28 Mohr señala que en la Metafísica de las costumbres se aborda la pena estatal (richterliche Strafe o poena forensis, i.e. pena judicial). El autor entiende que hay un sentido más amplio y fundamental de pena plasmado en el §8 de la Crítica de la razón práctica. Allí Kant se vale de la expresión “ser merecedor de castigo” (Strafwürdigkeit), cuestión que va más allá de que efectivamente haya una ley y un Estado que imponga la pena merecida. En este sentido, Mohr entiende que el concepto de pena no puede ser inferido solo a partir de conceptos jurídicos, sino que debe ser un concepto básico de la esfera práctica y posteriormente llevado a la “Doctrina del Derecho” (Mohr, 2009, p. 487). De la misma opinión es Hariolf Oberer, 1982, pp. 401-404.

29 Como se sabe, el ser humano puede ser diferenciado en su carácter inteligible y su carácter empírico.

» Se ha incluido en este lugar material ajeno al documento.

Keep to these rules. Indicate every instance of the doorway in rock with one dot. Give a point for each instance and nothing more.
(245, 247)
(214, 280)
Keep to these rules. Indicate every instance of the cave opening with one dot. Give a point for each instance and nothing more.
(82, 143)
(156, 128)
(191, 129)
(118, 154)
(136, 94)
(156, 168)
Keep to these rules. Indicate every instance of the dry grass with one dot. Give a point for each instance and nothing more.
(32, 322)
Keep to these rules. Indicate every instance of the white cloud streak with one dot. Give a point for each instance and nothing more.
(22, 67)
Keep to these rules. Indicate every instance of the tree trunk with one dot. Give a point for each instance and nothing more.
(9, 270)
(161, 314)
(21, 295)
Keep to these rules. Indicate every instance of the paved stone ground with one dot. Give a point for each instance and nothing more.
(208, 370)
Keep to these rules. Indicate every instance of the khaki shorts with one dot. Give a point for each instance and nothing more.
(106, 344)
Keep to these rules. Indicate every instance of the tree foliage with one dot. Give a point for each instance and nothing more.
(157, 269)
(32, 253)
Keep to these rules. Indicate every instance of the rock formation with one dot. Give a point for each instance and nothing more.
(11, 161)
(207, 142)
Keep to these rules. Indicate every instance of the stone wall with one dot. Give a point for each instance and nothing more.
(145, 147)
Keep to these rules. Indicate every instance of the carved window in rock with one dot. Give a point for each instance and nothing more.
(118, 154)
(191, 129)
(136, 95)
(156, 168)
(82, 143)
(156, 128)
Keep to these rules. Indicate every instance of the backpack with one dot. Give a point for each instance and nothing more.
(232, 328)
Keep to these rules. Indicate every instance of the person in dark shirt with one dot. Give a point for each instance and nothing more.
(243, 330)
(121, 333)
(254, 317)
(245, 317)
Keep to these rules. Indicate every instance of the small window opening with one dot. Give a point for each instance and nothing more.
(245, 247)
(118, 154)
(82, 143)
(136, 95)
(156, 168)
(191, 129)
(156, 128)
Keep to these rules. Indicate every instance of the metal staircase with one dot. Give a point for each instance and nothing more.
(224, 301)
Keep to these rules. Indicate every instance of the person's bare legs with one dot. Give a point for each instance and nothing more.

En lo que respecta a su carácter empírico, el ser humano es un ser de la naturaleza, sujeto a las leyes causales: “Todas las acciones del hombre en el fenómeno están determinadas, según el orden de la naturaleza, a partir del carácter empírico de él y [a partir] de las otras causas concomitantes; y si pudiéramos examinar hasta el fondo todos los fenómenos del albedrío de él, no habría ni una sola acción humana que no pudiéramos predecir con certeza y que no pudiéramos conocer como necesaria a partir de sus condiciones previas” (Kant, 2007, A549-50/B577-8). En cambio, “en lo que se refiere al carácter inteligible [...] toda acción [...] es el efecto inmediato del carácter inteligible de la razón pura, la cual, por tanto, actúa libremente, sin estar determinada dinámicamente en la cadena de las causas naturales por fundamentos externos ni internos que precedan según el tiempo” (Kant, 2007, A553/B581). En este respecto, la acción humana es libre y producto de su autodeterminación.